Fundraising: The Good, The Bad, and The Future

Last week the Fundraising Effectiveness Project (FEP), a partnership of the Association for Fundraising Professionals, #Giving Tuesday, and some donor software companies, released its Q4 2020 and full-year 2020 fundraising report. Since 2005, FEP has analyzed over 176 million donation transactions from more than 20,000 participating nonprofits, so it is one of the most comprehensive and accurate takes on the current state of fundraising and year-to-year giving trends.

Here’s the good news, based on their targeted sample of 2,500 nonprofits in 2020:

  • Despite (or maybe because of?) the pandemic, overall giving increased by 10.6% in 2020 as compared to 2019.
  • The number of donors also grew by 7.3%. Nonprofits increased new, first-time donors by 18.5%, and reactivated 13.7% more lapsed givers than in 2019.
  • Finally, giving increased at all levels—15.3% for those giving under $250, 8% for mid-level giving between $250-$999, and a huge 10.4% for those who gave $1000 or more.

But, unfortunately, there is bad news too:

  • Donor retention continued to decline in 2020, dropping 4.1%.
  • 43.6% of donors from 2019 gave again to the same organization in 2020, the lowest rate since FEP started tracking this data in 2005.
  • And only 19.3% of first-time givers to a nonprofit in 2019 gave to that same nonprofit in 2020.

But why? Why do such generous people no longer give to an organization?

Some factors certainly are beyond the nonprofit’s control. The donor changes her giving priorities or has a life experience that adversely affects her ability to give (e.g., she loses her job).

But most reasons why donors stop giving are in the control of the nonprofit. Givers, for example, no longer think that the charity needs them since they’ve never received information on the impact of their gift. Some even experience what might be called “donor amnesia”; they forget that they ever gave to the organization. Or perhaps they were never thanked for their gift—one of the worst nonprofit sins!

So how can organizations stop this donor churn?

First, if you don’t know what your donor retention rate is, and at what giving levels, and of what kinds (e.g., new vs. repeat donors), then you need take a look at your data and better understand its trends. For example, where is your organization losing the most donors and at what cost? Losing one $1000+/year donor has a greater impact on revenue than losing three $100/year donors.
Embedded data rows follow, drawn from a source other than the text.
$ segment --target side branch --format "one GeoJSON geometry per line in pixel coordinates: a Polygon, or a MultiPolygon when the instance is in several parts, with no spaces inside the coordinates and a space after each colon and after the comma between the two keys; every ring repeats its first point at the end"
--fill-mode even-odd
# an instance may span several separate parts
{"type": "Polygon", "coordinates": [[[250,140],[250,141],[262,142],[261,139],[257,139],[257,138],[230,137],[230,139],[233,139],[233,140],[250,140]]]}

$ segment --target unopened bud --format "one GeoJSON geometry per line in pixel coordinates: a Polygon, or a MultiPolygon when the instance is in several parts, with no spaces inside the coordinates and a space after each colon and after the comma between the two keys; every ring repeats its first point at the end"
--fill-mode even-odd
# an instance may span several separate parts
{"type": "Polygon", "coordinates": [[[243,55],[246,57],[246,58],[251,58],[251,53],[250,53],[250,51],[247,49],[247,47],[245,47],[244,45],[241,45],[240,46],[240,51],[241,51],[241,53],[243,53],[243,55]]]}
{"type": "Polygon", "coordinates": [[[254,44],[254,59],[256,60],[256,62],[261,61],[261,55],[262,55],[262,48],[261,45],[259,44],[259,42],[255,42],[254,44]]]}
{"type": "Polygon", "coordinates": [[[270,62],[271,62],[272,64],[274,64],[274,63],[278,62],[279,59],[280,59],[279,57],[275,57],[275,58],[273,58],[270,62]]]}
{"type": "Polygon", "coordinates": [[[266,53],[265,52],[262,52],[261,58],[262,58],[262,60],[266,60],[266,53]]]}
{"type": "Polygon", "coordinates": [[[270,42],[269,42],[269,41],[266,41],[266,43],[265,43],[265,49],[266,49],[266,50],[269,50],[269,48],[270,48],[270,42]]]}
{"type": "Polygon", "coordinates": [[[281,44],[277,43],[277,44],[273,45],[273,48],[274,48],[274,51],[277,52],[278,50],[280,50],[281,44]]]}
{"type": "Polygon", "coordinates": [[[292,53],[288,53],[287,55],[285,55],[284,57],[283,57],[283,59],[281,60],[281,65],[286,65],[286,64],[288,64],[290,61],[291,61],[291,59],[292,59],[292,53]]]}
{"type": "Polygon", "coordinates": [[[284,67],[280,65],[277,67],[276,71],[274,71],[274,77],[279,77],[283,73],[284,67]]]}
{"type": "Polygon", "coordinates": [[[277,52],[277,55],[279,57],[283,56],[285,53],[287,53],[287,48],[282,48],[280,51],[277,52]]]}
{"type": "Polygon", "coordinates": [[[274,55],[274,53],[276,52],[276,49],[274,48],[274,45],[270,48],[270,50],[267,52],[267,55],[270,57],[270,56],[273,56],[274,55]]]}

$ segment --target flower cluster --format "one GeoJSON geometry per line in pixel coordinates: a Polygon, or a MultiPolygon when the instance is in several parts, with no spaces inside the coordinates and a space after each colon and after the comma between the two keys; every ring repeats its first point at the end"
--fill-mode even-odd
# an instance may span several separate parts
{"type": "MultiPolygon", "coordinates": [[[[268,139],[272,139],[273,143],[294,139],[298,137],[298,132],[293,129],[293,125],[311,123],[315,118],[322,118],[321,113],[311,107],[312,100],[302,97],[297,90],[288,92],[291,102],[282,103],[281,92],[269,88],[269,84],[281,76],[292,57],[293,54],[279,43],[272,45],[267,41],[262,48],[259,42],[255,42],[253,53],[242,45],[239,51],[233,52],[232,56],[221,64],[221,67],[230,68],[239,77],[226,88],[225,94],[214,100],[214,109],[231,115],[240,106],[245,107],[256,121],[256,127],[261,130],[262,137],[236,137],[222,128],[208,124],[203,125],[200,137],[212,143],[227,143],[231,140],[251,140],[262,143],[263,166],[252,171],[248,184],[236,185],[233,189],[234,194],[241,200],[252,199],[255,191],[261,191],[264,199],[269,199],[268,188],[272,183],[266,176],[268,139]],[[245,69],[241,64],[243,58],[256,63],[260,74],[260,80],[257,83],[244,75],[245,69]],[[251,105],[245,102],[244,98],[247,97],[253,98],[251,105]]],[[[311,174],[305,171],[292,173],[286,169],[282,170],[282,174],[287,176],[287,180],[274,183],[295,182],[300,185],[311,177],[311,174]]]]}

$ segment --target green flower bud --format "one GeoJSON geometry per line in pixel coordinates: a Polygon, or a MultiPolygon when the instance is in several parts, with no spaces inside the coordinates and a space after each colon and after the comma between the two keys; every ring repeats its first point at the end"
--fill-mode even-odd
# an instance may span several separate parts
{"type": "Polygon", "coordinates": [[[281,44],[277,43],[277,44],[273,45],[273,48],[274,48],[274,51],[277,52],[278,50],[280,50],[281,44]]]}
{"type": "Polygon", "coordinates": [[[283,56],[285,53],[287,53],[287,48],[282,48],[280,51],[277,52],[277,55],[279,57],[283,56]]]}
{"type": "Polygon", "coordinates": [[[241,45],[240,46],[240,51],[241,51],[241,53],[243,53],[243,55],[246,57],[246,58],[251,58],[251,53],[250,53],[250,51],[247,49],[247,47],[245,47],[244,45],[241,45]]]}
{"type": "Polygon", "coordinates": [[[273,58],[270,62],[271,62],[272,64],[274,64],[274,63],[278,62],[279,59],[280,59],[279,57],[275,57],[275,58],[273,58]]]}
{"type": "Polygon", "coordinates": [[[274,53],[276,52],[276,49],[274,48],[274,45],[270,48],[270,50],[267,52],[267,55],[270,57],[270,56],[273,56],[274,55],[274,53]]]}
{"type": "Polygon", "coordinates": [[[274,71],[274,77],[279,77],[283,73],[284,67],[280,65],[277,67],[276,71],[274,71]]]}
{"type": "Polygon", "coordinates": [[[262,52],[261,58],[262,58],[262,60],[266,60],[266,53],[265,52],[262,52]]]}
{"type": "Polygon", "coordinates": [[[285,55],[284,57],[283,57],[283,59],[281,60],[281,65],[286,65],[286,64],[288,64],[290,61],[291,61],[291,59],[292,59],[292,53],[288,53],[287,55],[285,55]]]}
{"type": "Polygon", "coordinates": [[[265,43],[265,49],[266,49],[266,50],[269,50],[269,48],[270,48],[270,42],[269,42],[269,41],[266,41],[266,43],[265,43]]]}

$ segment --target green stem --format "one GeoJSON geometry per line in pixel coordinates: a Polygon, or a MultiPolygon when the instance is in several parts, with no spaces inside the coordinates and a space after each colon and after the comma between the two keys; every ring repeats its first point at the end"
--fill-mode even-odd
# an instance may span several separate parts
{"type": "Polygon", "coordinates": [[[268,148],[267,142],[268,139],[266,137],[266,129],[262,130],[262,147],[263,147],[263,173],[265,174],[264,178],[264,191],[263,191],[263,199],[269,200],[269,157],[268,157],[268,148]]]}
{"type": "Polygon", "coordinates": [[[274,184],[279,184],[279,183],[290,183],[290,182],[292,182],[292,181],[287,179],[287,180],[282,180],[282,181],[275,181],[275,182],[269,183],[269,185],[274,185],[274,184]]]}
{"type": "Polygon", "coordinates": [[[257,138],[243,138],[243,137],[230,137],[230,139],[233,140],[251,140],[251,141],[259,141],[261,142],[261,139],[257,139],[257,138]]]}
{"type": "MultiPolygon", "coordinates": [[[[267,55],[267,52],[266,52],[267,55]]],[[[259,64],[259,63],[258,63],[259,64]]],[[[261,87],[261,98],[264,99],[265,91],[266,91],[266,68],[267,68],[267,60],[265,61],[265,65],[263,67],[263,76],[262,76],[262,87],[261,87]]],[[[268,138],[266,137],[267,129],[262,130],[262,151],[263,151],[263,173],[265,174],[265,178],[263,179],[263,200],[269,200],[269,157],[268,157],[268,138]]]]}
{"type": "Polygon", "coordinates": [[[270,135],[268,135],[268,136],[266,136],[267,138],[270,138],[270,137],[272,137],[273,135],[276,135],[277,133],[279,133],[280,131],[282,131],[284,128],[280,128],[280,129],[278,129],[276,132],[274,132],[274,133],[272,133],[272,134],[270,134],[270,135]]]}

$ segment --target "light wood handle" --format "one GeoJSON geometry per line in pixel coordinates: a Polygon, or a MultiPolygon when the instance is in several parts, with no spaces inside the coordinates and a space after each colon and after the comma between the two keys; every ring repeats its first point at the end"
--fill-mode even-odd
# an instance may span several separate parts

Second, once you know your baseline performance and where you need to focus your efforts, start taking concrete, intentional steps to address retention. Do you have in place a welcome flow for new donors to your organization where they are thanked in a variety of ways before they are asked to give again? Are you demonstrating to them the impact of their giving through tangible, accessible, inspiring stories? Are you engaging them in personal ways, beyond formal written communications—e.g., a handwritten thank you note from a board member, a phone call from the Executive Director? Are you inviting them into a deeper relationship with your organization by asking them to join your recurring giving program?

Finally, many nonprofits think that the solution to their fundraising woes is to acquire new donors. Based on the FEP data, even if the number of new donors to your organization increased last year, you have about a 1 in 5 chance of retaining them. So why not instead pour resources and attention into the donor’s your organization has already, including those new supporters that came to your organization during the pandemic? Focus on communicating impact, thanking them, engaging them in new and surprising ways. They might just stick around.